Total hotel tax revenue questioned as counties struggle to identify short-term rentals

Somerset County Treasurer Anthony DeLuca suspected hotel tax payments coming into his office were a bit sparse.

So DeLuca, a retired police detective in his first year in office, took it upon himself to investigate how many short-term rentals were on the market in Somerset County, and which weren’t paying the property tax. 5%.

“When I came to power, I thought, ‘This is not good. We have more (rentals) than that,” DeLuca said.

Over the next few months, DeLuca scoured websites such as Airbnb and Vrbo and found dozens of homes and rooms to rent.

The problem is that the county had no record of them as properties available for rent, and it suspected that the owners had failed to fork out the required tax.

It’s a problem other counties are experiencing, but so far none have followed DeLuca’s lead.

Westmoreland County levies a 5% hotel tax on 98 rental properties, according to Treasurer Jared Squires. Collections average about $2 million per year, with nearly 10% of that revenue coming from third-party short-term booking companies.

This money came from lump sum payments from vendors, with no additional information on who collected the tax and when the sites were rented. Last year, the county received 25 payments totaling nearly $190,000 from these reservation companies.

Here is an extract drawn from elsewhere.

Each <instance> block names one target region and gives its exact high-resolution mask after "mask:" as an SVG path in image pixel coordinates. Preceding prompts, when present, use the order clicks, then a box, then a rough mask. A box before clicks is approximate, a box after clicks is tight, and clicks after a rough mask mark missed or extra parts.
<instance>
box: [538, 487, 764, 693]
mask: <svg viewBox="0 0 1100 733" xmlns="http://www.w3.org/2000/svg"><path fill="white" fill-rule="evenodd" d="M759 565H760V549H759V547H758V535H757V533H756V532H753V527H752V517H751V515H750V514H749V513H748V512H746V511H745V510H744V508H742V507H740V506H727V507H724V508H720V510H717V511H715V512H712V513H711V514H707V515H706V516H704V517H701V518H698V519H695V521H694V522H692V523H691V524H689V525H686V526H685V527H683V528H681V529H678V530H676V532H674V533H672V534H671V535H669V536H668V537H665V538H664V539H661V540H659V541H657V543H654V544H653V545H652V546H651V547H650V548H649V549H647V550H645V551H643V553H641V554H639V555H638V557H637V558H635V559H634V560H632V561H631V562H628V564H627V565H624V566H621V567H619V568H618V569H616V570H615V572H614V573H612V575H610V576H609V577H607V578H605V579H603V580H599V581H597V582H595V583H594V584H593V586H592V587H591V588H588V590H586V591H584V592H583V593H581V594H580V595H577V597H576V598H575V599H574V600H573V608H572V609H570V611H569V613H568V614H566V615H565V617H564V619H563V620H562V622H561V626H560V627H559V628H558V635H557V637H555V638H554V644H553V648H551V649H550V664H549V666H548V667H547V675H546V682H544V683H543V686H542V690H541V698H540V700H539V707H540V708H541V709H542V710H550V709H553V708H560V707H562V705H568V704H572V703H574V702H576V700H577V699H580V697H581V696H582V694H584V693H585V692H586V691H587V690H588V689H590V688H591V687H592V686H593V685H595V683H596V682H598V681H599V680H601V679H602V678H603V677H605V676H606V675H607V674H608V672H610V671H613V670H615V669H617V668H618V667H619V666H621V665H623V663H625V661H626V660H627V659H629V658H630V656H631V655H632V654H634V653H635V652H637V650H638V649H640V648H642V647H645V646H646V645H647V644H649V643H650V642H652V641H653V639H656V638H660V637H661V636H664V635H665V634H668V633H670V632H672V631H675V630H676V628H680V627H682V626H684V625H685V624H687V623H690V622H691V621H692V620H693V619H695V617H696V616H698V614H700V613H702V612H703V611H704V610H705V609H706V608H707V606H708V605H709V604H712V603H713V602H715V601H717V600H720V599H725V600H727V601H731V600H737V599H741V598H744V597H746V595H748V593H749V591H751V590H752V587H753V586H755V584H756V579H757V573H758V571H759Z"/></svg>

Through May, Westmoreland has received $125,000 in hotel taxes from short-term rental companies. The county does not track individual payments from third-party booking sites, Squires said.

“I don’t think it’s a huge amount that we’re missing, but we’re not breaking it down. The ability to find it ourselves is next to impossible,” Squires said.

Revenue from hotel tax in Westmoreland County is used primarily to promote tourism. About 60% of tax revenue is donated to Go Laurel Highlands, an agency that promotes tourism in Westmoreland, Fayette and Somerset counties. Formerly known as the Laurel Highlands Visitors Bureau, the agency sets aside a portion of hotel tax revenue collected in Westmoreland County to provide grants to tourist attractions.

Ann Nemanic, executive director of Go Laurel Highlands, estimated that there were between 400 and 500 short-term rentals available in Westmoreland County through private third-party internet booking sites, but it proved difficult to determine the exact numbers.

It is unclear exactly how much revenue the tourism agency missed due to underpayments of hotel tax on these rentals.

“This is a huge problem and needs to be addressed at the state level,” Nemanic said. “We’re working with the counties as best we can, but there’s likely to be money they’re not getting.”

Allegheny County collected $24.8 million of its 7% hotel tax in 2021.

Diana Maize, assistant director of special taxes for Allegheny County Treasurer John Weinstein, said no local investigation has been undertaken to determine whether revenues received from third-party booking companies accurately reflect the actual number of rentals.

“There’s no way to quantify what they’re sending us. It’s like having a moving target,” Maize said.

Legislation pending at the State House could help.

A bill introduced last year would require third-party booking sites to register with the state Department of Revenue. Listings of rental units would be given to county treasurers, according to the proposal.

State Rep. Eric Nelson, R-Hempfield, one of the bill’s co-sponsors, said it’s unclear if the proposal will become law.

“What we’re trying to do is see consistency with online commerce and physical commerce,” Nelson said.

Meanwhile, DeLuca said he scours sites such as Airbnb every day to find new listings for short-term rentals in his county.

Since the beginning of the year, he has identified around 100 landlords who have rented houses and rooms and, in turn, sent them tax bills. He estimated there could be as many as 700 sites across the county.

“We brought in about $24,000 in additional revenue from these short-term rentals,” DeLuca said. “It’s just taking that extra time and looking at things.”

Representatives for Airbnb and Vrbo did not respond to a request for comment.